How to Leverage ATT&CKⓇ Evaluations Results + Announcing Our First Ever Community Advisory Board

Ashwin Radhakrishnan
MITRE-Engenuity
Published in
11 min readApr 14, 2022

Introduction

Now that the dust is settling from the results we recently published for the Wizard Spider and Sandworm Enterprise Evaluation round, we wanted to take the opportunity to provide more insight into how to analyze the data we’ve published. Though the emulation and results analysis processes are standardized to minimize variability between each evaluation, each participant can choose portions of the test based on their product’s capabilities. For this scenario, vendors had the option to include or exclude steps involving Linux hosts and had an optional final day of testing related to protections in addition to the base model of detections.
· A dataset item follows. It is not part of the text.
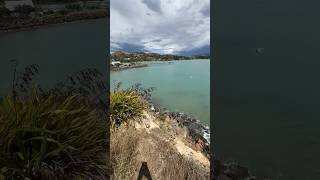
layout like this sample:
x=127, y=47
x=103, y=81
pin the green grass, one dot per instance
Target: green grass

By definition, we are not a product category (EDR, XDR, etc.) evaluation offering. We are a capability (Detections, Protections, etc.) evaluation offering. We help answer the question: what are the end-users getting from these products? Efforts in the market to homogenize our results and plot them over graphs and other visuals are not surprising, but they can be ineffective at making meaningful and actionable conclusions from the raw data. The question still remains: as an end-user who is looking to make purchasing decisions, how do I wade through the interpretations from vendor participants to find the tool that is right for my organization? It is the purpose of this post to answer that question and offer some direct advice towards the end of this post from the team who conducted the Evaluations themselves.

Some Background

As a precursor to making use out of the rest of this blog post, I would suggest reading the following content first:

  1. Dissecting a Detection: An Analysis of ATT&CK Evaluations Data (Sources) Part 1 of 2
  2. Actionable Detections: An Analysis of ATT&CK Evaluations Data Part 2 of 2
  3. Making Sense of ATT&CK Evaluations Data: Who Really Won and How to Avoid Common Pitfalls

Following the framework presented by those pieces should immediately help answer the question posed above, but here we will explore and extend these ideas with more recent context.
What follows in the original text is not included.